I have two 520ST and four 520STm (one STm CIB) main units, many Mice,
many Joysticks, five Power Adapters, four Atari sf314 Disk Drives (one CIB),
three Atari sf354 Disk Drive, four Disk Power Adapters and four Disk Cables.
type computer
country USA
year 1985 (ST) / 1986 (STm)
os TOS 0.89-1.00 (disk or rom), GEM -desktop
cpu Motorola MC68000
speed 8 MHz
ram 512 KB
rom 192 KB
graphic 320×200 (16)
colors 512
sound 3 voices, 8 octaves
ports RGB, TV modulator (520STm), Cardridge, Midi (in/out), Centronics, RS232c, Hard Disk, Floppy Disk, Joystick, Mouse
The Atari 520ST — The Original ST
Released in June 1985, the Atari 520ST was the original model in the ST family — the machine that launched Jack Tramiel’s comeback and saved Atari Corporation from oblivion. Developed in just five months by a team of engineers led by Shiraz Shivji, the 520ST offered a 8 MHz Motorola 68000 processor, 512 KB of RAM, a colour graphical interface (GEM desktop), and built-in MIDI ports at a price of $799 — dramatically cheaper than the Apple Macintosh ($2,495) and competitive with the Commodore Amiga. It sold over 50,000 units in its first six months, immediately establishing the ST as a major player in the home computer market.
Faster Than Expected Development
The 520ST’s five-month development timeline from conception to consumer product was extraordinary — and it showed in some rough edges of the initial design. Early machines lacked a built-in floppy drive (an external drive was required), TOS was initially loaded from floppy rather than ROM, and various software compatibility issues affected early units. These problems were addressed in subsequent revisions, but the 520ST’s rushed development became something of a legend in computing history — an example of what a determined team could achieve under extreme time pressure.

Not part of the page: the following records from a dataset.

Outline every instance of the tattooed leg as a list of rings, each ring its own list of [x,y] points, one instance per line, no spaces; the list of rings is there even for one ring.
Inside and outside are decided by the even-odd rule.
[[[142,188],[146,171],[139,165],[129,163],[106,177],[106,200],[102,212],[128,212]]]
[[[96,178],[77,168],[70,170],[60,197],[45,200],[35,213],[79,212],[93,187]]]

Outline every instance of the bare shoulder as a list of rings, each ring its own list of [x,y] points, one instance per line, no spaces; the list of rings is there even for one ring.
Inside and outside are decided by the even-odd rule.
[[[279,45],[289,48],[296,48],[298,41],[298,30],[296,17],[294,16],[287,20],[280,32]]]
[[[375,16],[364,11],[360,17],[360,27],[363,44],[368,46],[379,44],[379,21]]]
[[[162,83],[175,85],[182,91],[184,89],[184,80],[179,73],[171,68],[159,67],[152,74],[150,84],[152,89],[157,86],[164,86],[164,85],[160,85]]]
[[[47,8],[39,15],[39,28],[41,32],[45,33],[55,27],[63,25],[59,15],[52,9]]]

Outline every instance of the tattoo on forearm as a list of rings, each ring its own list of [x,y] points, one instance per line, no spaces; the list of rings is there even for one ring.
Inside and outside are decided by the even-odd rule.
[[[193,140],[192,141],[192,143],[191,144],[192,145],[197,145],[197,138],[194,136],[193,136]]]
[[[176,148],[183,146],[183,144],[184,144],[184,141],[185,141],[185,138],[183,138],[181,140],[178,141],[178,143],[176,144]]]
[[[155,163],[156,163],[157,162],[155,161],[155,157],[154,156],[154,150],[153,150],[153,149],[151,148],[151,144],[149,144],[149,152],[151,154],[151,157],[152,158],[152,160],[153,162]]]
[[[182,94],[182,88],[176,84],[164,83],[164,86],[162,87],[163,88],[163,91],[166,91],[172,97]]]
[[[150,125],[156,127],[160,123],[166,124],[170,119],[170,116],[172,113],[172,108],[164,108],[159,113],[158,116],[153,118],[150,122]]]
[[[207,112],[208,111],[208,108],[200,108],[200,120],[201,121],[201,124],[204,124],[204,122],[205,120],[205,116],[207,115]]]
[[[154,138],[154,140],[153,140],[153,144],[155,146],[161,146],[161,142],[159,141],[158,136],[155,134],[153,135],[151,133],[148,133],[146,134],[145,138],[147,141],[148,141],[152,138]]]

The ST’s Graphical Interface
The ST’s GEM (Graphical Environment Manager) desktop, licensed from Digital Research, gave users a Mac-like point-and-click interface at a consumer price point. Colourful, accessible, and reasonably intuitive, GEM made the ST genuinely approachable for non-technical users while providing a capable environment for professional applications. The combination of GEM, the 68000 processor, and the ST’s built-in MIDI ports made it particularly popular among musicians, graphic artists, and desktop publishers throughout Europe.